Esiste un luogo comune che pone le verità scientifiche al di fuori della storia.
Giulio Giorello, filosofo della scienza dell’Università di Milano, sul Corriere della Sera del 28 agosto, nell’editoriale “Quei sovversivi di genio che hanno cambiato il mondo“, descrive l’illusione che la scienza non avrebbe storia con le seguenti parole:
‘Le leggi della matematica o delle scienze naturali sembrano non dipendere dalle vicende personali di coloro che le scoprono. E tanto meno essere sfiorate dal groviglio delle passioni che agitano i protagonisti delle vicende storiche’.

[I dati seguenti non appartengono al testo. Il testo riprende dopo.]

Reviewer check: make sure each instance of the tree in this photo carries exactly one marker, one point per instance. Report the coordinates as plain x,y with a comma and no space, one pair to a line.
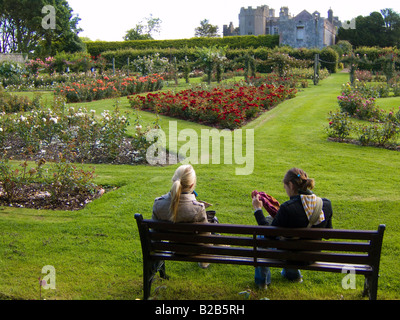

La parte successiva dello scritto di Giorello, attraverso diversi riferimenti che vanno da Archimede a Galileo e Newton, da Lavoisier e Darwin ad Albert Einstein, mostra come l’impresa scientifica sia sempre avvenuta all’interno di un contesto storico e con questo abbia sempre interagito.
Giorello cita anche il grandissimo matematico italiano Federigo Enriques (giova ricordare che all’inizio del Novecento ebbe a scontrarsi con Benedetto Croce):
‘Non stupitevi – confidava ai colleghi – se mi vedete occuparmi di storia e magari di filosofia: questa non è che l’altra faccia dell’onesto lavoro dello scienziato’
Giorello, implicitamente, sottolinea come la responsabilità, morale e civile, dello scienziato gli impone di non chiudersi all’interno delle accademie e dei laboratori, ma di misurare i risultati delle proprie ricerche con i problemi del suo tempo.
‘Le idee hanno talora più forza delle cose. E nella scienza esse sanno incarnarsi in congegni materiali, perché qui la conoscenza non è solo teoria, ma anche tecnologia, non solo comprensione della natura, ma anche intervento nel mondo. Lo hanno capito coloro che sulla scia di Fermi hanno collaborato al “progetto Manhattan”. Robert Oppenheimer disse, dopo il primo test atomico a Los Alamos, che la scienza aveva perso la sua innocenza. In realtà, l’aveva persa ben prima – almeno (si fa per dire) dal tempo degli specchi di Archimede usati per bruciare le navi romane’.